Dunne darm hernia na laparoscopie en vroegtijdige repeat laparoscopie
Published on AAGL listserv.
RCTs have not been performed, nor will be performed , in order to document the incidence and the prevention of small bowel herniation in trocar sites. Indeed it is a rare complication and for obvious ethical reasons trials will not be performed. The evidence therefore can only be circumstantial. We would try to summarise as follows our attitude.
1. The risk of small bowel herniation is believed to depend on trocar diameter and on the surgical lesion caused by trocar insertion.
2. Unfortunately I am not aware of evidence that the risk of small bowel herniation is decreased by the use of conical trocars instead of sharp triangular trocars or by the use of the Termanian trocar. This could be expected given a smaller trauma as demonstrated years ago by Malcom Munro.
3. For the first intra publical trocar the risk seems so low that most of us will not suture the fascia. A plausible explanation could be that the insertion is generally slightly oblique and that hte insertion thus closes by a flap valve mechanism. For this reasons, we only close the fascia of the first trocar insertion when either the patient is extremely thin or afther the incision has been enlarged for specimen retrieval.
4. For the secondary trocars which are inserted perpendicularly (in order to permit eventual backloading of sutures) we do not close the fascia for 5 mm ports but always close them when 10mm or larger ports were used.
5. The biggest clinical challenge, however, is the diagnosis of a small bowel herniation since symptomatology is insidious.

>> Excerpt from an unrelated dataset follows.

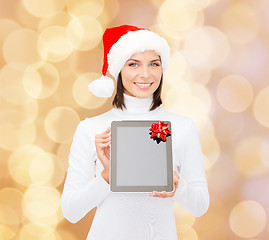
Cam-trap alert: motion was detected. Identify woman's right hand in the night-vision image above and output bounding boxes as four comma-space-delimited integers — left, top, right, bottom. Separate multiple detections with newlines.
95, 126, 111, 183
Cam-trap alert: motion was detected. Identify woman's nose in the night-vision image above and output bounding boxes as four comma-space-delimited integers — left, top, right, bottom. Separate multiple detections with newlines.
140, 66, 150, 78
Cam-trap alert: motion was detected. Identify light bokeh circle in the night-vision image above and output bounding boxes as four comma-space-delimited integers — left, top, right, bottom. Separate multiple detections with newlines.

For this reason, we advocate an early repeat laparoscopy whenever a patient does not improve progressively after laparoscopic surgery. This will permit the eventual diagnosis and treatment of most postoperative complications such as small bowel herniation or perforation, late perforation of the colon or ureter, bleeding or infection. We feel so stronly about the liberal use of early repeat laparoscopy that we accept 25% or more negative (and thus unnecessary ) repeat laparoscopies.
Philippe R. Koninckx *,**
Roberta Corona *
Anastasia Ussia **
*Dpt obstetrics and gynaecology KULeuven, Belgium and ** gruppo Italo Belga , Rome Italy.